In the scheme of things, some might question the idea of mourning an old wooden bridge. Indeed, that's exactly what happened when Susan Hammond posted a video on YouTube of the Bartonsville bridge being sucked into the Williams River; more than a few people chastised her for being emotional and told her to just get over it.
Bartonsville was one of two Vermont covered bridges destroyed by the storm. But 13 others or their abutments were damaged. The Bowers Bridge in Brownsville, built in 1919, was swept away, but washed up nearly intact on the river bank 150 yards downstream. The bridge on the Upper Cox Brook in Northfield Falls — one of three bridges within less than a half mile — was impaled by a tree, but the town reopened it to traffic less than a week later.
The future of others is less certain. When a tree struck the bridge in West Arlington, it left the downstream side of the span bowed outward and it remains closed. The Taftsville covered bridge, closed because of damage to its center stone pier, could reopen by the summer of 2013.
In Bartonsville, on a saw horse set across the road just shy of where it now plunges into the river, someone posted a cardboard sign: "I Miss My Bridge. 1870 - 8/28/11."
But almost immediately, the talk along the river was of how to bring it back.

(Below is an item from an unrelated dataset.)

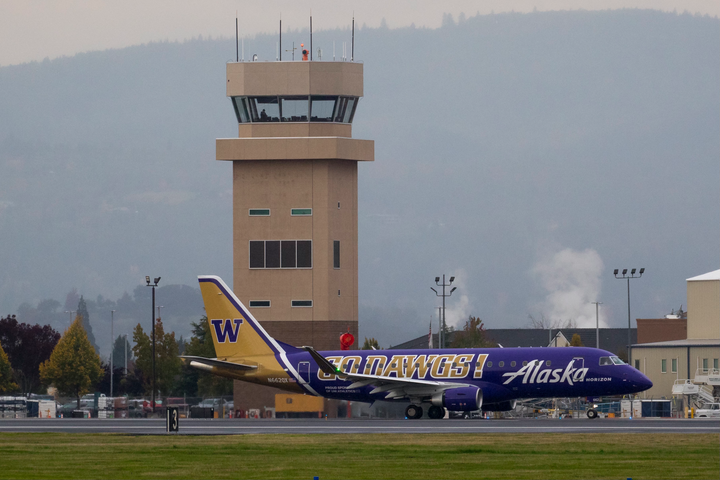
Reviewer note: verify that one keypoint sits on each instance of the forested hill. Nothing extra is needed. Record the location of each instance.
(500, 141)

Petraska and others began combing the banks, salvaging planks and beams. He and Ernie Palmiter — a retired Florida postal worker who bought a house at the foot of the Worrall Bridge just downstream after years of sketching and dreaming of covered bridges — threw chains around part of a portal and other timbers and lashed the other end to a tree to keep them from floating away. When the electricity came back on and the roads reopened, Ray Hitchcock was back out to check on the surviving spans, reporting the findings to fellow bridge lovers.
Hammond spoke up at a meeting of the Rockingham town selectboard, which has set up a link on its website to collection donations for rebuilding. Hammond drew up a survey of her fellow residents, making clear their desire for a single-lane, wooden covered bridge as near as possible to the one they'd lost.

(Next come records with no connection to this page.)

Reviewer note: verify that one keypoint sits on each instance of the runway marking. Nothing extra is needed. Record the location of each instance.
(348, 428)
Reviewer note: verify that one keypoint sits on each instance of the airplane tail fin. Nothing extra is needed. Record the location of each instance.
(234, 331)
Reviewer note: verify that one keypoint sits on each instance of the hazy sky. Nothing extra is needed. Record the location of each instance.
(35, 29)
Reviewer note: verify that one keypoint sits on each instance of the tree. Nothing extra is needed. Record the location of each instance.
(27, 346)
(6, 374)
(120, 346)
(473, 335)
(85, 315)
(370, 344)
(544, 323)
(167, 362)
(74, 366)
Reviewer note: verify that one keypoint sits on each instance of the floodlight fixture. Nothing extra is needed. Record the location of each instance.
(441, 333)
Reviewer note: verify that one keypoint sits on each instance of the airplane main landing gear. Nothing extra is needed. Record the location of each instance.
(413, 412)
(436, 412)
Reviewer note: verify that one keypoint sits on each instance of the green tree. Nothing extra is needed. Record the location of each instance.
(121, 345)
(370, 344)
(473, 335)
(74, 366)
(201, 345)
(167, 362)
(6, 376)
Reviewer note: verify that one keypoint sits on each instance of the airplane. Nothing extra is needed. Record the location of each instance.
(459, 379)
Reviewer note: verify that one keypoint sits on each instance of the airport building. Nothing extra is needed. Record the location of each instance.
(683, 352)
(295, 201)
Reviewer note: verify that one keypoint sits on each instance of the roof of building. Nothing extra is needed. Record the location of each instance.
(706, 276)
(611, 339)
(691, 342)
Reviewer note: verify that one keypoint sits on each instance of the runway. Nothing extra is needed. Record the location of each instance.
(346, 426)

A local artist, Charlie Hunter, offered to paint and print posters of the bridge to help raise funds. In the first 24 hours, he sold 20 at $99 each, even though the poster wasn't done yet. Jim Cobb offered the proceeds from sales of his photo of the bridge, shrouded in morning fog.
So far, the town has received about $10,000 in donations and the wooden structure was insured for $1 million. But the bill may run well beyond that. One of the abutments — not covered by insurance — was destroyed and could cost $200,000 to replace, said Tim Cullenen, municipal manager for the town of Rockingham, which includes Bartonsville.
Overhauling the bridge in the early 1980s cost roughly $1 million. This time, the state and the Federal Emergency Management Agency will likely pay large parts of the cost of a new bridge, but the town will have to cover the gap. Cullenen says "one of the hard decisions that the town is going to have to make is what they're going to come back with" — an exact replica of the old bridge, or one with two lanes that can handle heavy loads like fire trucks. A bridge built for the modern age.
Hammond and the others reject that idea, saying they don't need a modernized bridge when the one they had was perfect. In fact, the way they talk about it, you almost wonder if the old bridge — now torn and twisted, its remnants scattered across fields and buried in underbrush — is truly gone.
A few weeks after Irene, Hammond stands under an umbrella, gazing out into the void over the river, before a sign warning "Bridge Closed."
"We're optimistic in Vermont," she half-jokes. "It's just closed. It'll be open again."
Neighbors Paul Hendrickson and Margaret Ambrose join her in the rain, explaining they needed to walk down every once in a while just to remind themselves of what used to be.
Hammond, wearing a tired smile, gently scolds them.
"It's still present tense here," she says. "You have to understand. There is no 'was'."